Private REITs let you invest in real estate that generates revenue without you having to do any of the grunt work—management, rent collection, upkeep, and so forth. After taking a hit at the beginning of the pandemic, REITs are starting to gain ground again.

Although the post-pandemic future is still a bit cloudy, investment experts expect an economic rebound. This includes some workers coming back to the physical workplaces after a couple of years of working from home, which bodes well for the prosperity of REITs, at least in terms of generating passive income. 

 

5. Cannabis

Cannabis continues to edge toward the mainstream. The recreational drug is rapidly shedding its stigma as many US states decriminalize marijuana use and possession. The cannabis marketplace is still volatile, as many stocks experienced a rollercoaster ride in 2021.

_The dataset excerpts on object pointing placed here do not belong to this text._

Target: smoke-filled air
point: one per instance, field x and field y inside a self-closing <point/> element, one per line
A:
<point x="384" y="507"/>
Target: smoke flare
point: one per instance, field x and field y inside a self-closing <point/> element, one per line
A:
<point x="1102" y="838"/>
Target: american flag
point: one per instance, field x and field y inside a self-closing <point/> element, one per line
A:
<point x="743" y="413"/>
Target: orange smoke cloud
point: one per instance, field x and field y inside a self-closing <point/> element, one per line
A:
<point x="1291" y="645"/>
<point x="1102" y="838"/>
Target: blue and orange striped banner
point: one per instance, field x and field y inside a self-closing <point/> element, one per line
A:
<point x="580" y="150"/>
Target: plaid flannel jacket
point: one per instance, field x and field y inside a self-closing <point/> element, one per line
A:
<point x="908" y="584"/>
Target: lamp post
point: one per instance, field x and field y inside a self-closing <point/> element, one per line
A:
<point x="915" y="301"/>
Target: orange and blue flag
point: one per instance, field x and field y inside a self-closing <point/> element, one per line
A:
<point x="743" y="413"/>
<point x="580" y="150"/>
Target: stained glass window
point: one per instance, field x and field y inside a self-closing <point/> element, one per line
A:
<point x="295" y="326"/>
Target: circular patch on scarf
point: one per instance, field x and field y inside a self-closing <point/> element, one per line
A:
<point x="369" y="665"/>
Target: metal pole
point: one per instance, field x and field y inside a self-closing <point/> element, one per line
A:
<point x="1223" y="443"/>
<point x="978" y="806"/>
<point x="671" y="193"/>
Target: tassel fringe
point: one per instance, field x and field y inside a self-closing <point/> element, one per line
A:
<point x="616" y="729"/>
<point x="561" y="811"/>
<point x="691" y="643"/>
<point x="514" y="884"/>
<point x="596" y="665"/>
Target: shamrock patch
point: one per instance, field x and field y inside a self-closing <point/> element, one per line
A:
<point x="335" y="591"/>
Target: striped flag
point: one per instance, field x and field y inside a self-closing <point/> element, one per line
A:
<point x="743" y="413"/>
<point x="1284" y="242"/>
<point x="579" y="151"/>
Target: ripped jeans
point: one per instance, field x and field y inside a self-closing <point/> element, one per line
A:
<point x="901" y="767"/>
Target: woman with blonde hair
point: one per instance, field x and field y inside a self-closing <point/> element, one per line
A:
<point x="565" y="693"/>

But the train has left the station. Cannabis industry data provider Headset expects the market to hit $45.8 billion in value by 2025. While the industry may spend the first half of 2022 shaking off last year’s unpredictability, cannabis investors may find the climate more palatable in the second half. 

 

6. Precious Metals

Gold, silver, platinum, and palladium are still considered to be safe bets in times of economic upheaval. In that sense, they’re not entirely “alternative” investments, but they still exist outside the mainstream marketplace. Especially as part of a self-directed IRA, precious metals still hold long-term value.

Investors who don’t like the relative illiquidity of precious metals can still take advantage of their value appreciation with exchange-traded funds (commonly known as ETFs). Gold, silver, and platinum ETFs are bought and sold on the exchange just like traditional stocks. They’re easy to buy into and just as easy to get out of.